Whole Foods and the Mysteries of Sell-Side Research
Whole Foods is just another grocery store with some expensive icing on its cakes.
Of all the sell-side research I follow, the model-laden reports by Morgan Stanley (MS) are by far the most useful because they let me focus on the numbers I find most relevant to a specific company, and from which I can then draw my own conclusions. I rarely pay much if any attention to the commentary or opinions, except as a tool to challenge my thinking.
Occasionally however, there is that unique report that, in an effort to lay out a positive or negative story on a name, creates the perfect backdrop to reach precisely the opposite conclusion. The last such gem dates back to almost exactly a year ago and pertained to Cendant (CD). The anniversary edition comes courtesy of Whole Foods (WFMI). Here are Morgan's conclusions after WFMI's bomb and Friday's 25% haircut:
- WFMI's long term growth rate is pegged at 18-20%, therefore the stock should bottom out at 27-30x 2007 EPS estimate of 1.50.
- WFMI should bottom out at 27-30x estimates because that's where it bottomed out after the 3Q report.
- WFMI should ultimately trade at a 40 multiple because Starbucks (SBUX) is a similar company and trades at a 40 multiple.
I kid you not Minyans, that is the entire analysis to justify a $63 price target. To go along with that program one simply has to:
- Ignore that for the next 3 years WFMI's growth rate – if all goes well – will average 14%, and that even if WFMI were to grow for 20% per year for year 4, 5 and 6, its growth rate will still only average out to 17% for a six year period.
- Ignore that suggesting a 27-30 multiple for any stock – let alone one growing 14% for the next three years – without some other specific reason or catalyst is at a minimum a "non-sequitur," and more likely a mysterious leap of faith.
- Ignore that after 3Q WFMI bottomed out at a 27-30 multiple on estimates that were $0.15-0.20 higher than they are now, and on sale comps guidance 20%-30% higher than what the company issued Thursday.
- Ignore that the similarities between SBUX and WFMI end at the fact that they both sell edibles.
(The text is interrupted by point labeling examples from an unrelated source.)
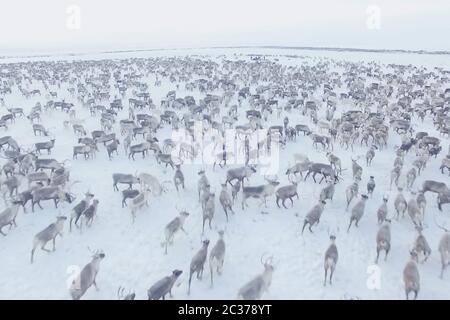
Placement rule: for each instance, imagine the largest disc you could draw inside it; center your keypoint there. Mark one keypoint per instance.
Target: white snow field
(135, 257)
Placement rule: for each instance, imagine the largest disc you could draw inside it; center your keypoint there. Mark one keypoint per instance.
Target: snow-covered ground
(135, 258)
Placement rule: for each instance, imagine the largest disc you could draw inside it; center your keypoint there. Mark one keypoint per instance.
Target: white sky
(40, 25)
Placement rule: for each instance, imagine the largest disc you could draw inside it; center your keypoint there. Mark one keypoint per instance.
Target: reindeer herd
(325, 123)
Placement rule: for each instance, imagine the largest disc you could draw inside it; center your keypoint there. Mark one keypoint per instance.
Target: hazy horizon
(46, 26)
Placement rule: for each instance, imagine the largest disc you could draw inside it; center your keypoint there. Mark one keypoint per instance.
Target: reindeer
(435, 187)
(87, 277)
(299, 167)
(121, 296)
(225, 200)
(139, 148)
(444, 248)
(259, 192)
(41, 129)
(48, 234)
(163, 286)
(384, 239)
(327, 192)
(138, 202)
(208, 211)
(45, 146)
(370, 155)
(323, 169)
(89, 213)
(198, 263)
(86, 150)
(352, 191)
(421, 245)
(356, 169)
(203, 184)
(414, 211)
(112, 147)
(395, 175)
(78, 210)
(239, 174)
(313, 216)
(411, 176)
(56, 194)
(124, 179)
(254, 289)
(421, 201)
(286, 192)
(411, 277)
(358, 211)
(335, 162)
(382, 211)
(8, 216)
(217, 256)
(178, 178)
(173, 227)
(400, 204)
(331, 259)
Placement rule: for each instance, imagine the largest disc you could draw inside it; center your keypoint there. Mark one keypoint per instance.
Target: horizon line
(312, 48)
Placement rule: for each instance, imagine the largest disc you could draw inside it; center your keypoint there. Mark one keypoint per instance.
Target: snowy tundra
(221, 158)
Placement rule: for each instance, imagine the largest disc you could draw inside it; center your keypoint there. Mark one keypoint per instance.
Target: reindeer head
(267, 263)
(177, 273)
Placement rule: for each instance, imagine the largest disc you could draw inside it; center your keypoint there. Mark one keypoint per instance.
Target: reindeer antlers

Just for starters, the average ticket size at WFMI is $32 vs. – and I'm guessing – south of $6 for SBUX. Which do you think a consumer will be more conscious of?
- Ignore that the market is willing to pay low to mid teen multiples for Safeway's (SWY) 12% estimated long term growth rate, despite the fact that SWY is comfortably free cash flow positive, while WFMI FCF trend is heading toward the negative.
- Ignore that any grocery store chain that wishes to have anything resembling a future will only intensify penetration in the organic food business, and perhaps even gun directly for WFMI while the company is facing troubles.
- And lastly – and because I suspect you know where I am going with this – one would have to ignore that WFMI has now joined the ranks of broken growth / cult / momentum stories, and will likely need to undergo a rather complete change in investor base, from growth investors to GARP / value investors, which suggests that the stock will not likely find a bottom until the valuations suit the latter groups.
IMHO, Friday's 25% showed that the there was a deep disconnect between what investors / traders thought they owned and what they actually did own. The plunge did not reconcile the disconnect, it merely brought it to the market's attention. Unless one believes in Morgan's "imaginarium" trip, the reconciliation process between WFMI and the buyers will likely be a long price-searching process that won't end until the two sides can agree that WFMI is just another grocery store with some expensive icing on its cakes.